Well I said it was a train of thought, didn’t I? We’ve made a lot of erratic stops. Sorry about that. When I first had the idea it was just about the foibles of adapting certain source material, but as I started writing, it became about much more. If I were getting graded on this my professor would chastise my lack of a thesis statement. I don’t really have one though. I’m sharing my thoughts on a very frustrating topic, and I don’t expect that frustration will subside once this is published.

Is it too late to break the wheel? On bad days I think so. Major studios, motivated by profit and increasingly risk averse, have turned into nostalgia flytraps; using familiarity like a pheromone to lure audiences with no grasp on how to enhance the narrative or further explore the themes of the original. What more obvious example than the recent inundation of live action Disney remakes? And the cycle is only getting shorter. While the window for new work to prove commercially viable shrinks exponentially, studios are sifting through the old to resuscitate premises that expired with dignity in a desperate wave of creative necromancy.

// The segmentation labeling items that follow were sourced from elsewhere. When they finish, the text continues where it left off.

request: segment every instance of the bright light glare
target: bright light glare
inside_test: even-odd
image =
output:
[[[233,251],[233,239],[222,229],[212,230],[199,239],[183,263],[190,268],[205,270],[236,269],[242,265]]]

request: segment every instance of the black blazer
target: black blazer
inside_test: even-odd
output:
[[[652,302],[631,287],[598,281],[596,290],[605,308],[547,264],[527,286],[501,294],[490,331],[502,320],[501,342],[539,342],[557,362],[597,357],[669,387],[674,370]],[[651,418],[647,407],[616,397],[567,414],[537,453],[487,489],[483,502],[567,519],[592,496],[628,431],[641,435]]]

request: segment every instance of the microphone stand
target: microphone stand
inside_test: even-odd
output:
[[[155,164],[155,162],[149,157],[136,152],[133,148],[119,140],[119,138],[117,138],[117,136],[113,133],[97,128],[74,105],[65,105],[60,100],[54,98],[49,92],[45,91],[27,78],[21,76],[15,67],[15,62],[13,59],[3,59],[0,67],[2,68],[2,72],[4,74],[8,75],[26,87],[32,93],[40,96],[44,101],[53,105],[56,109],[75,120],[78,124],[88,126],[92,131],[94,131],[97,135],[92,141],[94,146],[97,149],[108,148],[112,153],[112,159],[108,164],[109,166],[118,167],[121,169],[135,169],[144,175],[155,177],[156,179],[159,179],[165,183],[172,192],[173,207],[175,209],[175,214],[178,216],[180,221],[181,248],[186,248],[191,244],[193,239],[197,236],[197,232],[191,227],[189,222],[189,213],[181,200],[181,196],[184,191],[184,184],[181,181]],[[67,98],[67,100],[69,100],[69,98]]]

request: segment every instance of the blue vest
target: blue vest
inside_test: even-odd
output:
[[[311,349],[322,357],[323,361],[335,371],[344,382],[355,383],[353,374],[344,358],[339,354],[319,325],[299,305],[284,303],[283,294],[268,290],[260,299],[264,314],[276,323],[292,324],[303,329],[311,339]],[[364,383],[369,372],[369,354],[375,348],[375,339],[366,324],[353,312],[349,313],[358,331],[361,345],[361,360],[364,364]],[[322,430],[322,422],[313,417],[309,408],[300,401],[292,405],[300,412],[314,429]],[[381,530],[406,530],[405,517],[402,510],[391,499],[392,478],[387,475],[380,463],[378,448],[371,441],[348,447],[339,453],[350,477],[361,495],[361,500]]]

It is obvious we’re in a bubble and we can only wonder what will be left once it pops. As cynical as this little op-ed reads, I’m not entirely without hope. For all my hemming and hawing over Netflix’s Avatar, it could wind up being an entire generation’s introduction to that story. It could very well be their definitive interpretation. It doesn’t have to satisfy me. Hence, the Tame Impala quote at the beginning of this piece. Though I’ll continue to discuss and debate for the sake of it, I‘ve come to accept when things are not for me. I hope you, dear reader, can do the same.